简体   繁体   English

在 Java 中读取带有重音字符的文件

[英]reading file with accented characters in Java

I came across two special characters which seem not to be covered by the ISO-8859-1 character set ie they don't make it through to my program.我遇到了两个似乎没有被ISO-8859-1字符集覆盖的特殊字符,即它们无法进入我的程序。

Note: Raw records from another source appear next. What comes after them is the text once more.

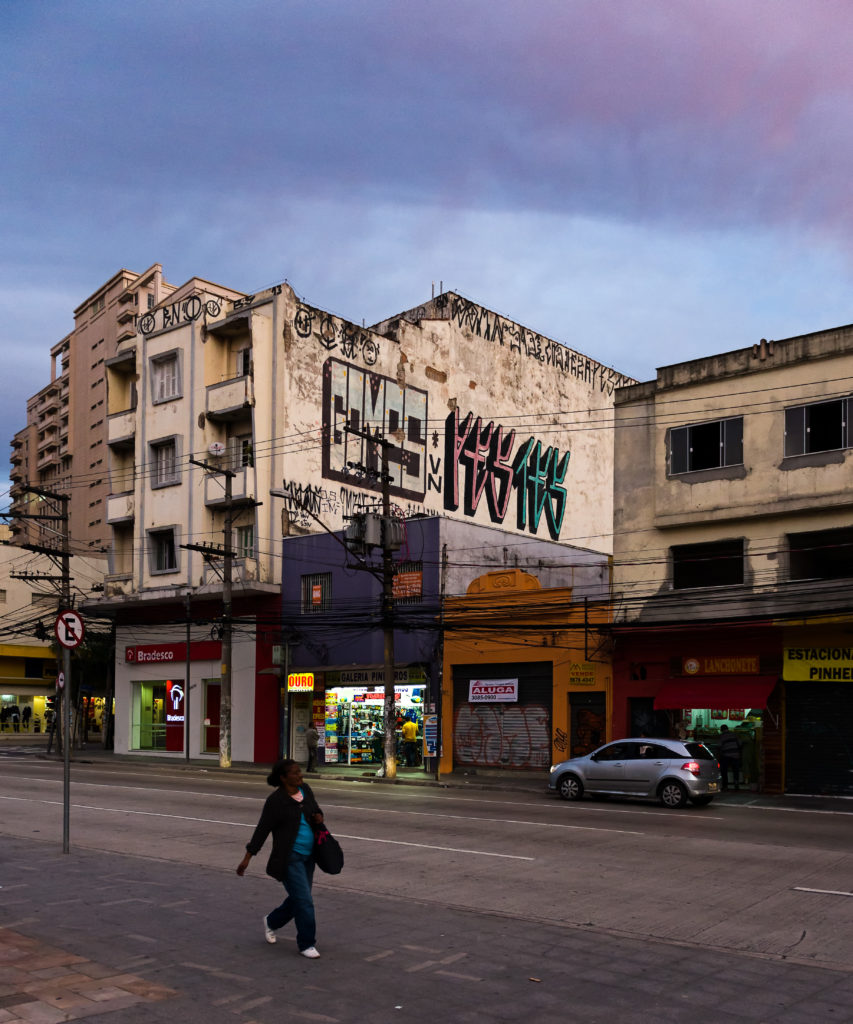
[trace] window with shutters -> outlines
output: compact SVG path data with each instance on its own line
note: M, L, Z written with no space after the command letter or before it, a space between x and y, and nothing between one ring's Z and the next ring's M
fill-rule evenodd
M332 574L315 572L302 577L302 613L327 612L332 607Z
M853 576L853 528L788 534L789 578L840 580Z
M177 352L151 360L151 401L168 402L181 397L181 366Z
M743 465L743 416L673 427L669 432L669 473Z
M151 486L169 487L181 482L178 472L178 442L170 437L150 446Z
M148 531L148 566L152 575L178 570L177 530L174 526L165 530Z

The German ß and the Norwegian ø德语ß和挪威语ø

i'm reading the files as follows:我正在阅读以下文件:

FileInputStream inputFile = new FileInputStream(corpus[i]);
InputStreamReader ir = new InputStreamReader(inputFile, "ISO-8859-1") ;

Is there a way for me to read these characters without having to apply manual replacement as a workaround?有没有办法让我阅读这些字符而不必应用手动替换作为解决方法?

[EDIT] [编辑]

this is how it looks on screen.这就是它在屏幕上的样子。 Note that i have no problems with other accents eg è and the lot...请注意,我对其他口音没有问题,例如è和很多...

在此处输入图像描述

Both characters are present in ISO-Latin-1 (check my name to see why I've looked into this).这两个字符都出现在 ISO-Latin-1 中(检查我的名字,看看我为什么要研究这个)。

If the characters are not read in correctly, the most likely cause is that the text in the file is not saved in that encoding, but in something else.如果未正确读取字符,最可能的原因是文件中的文本未以该编码保存,而是以其他方式保存。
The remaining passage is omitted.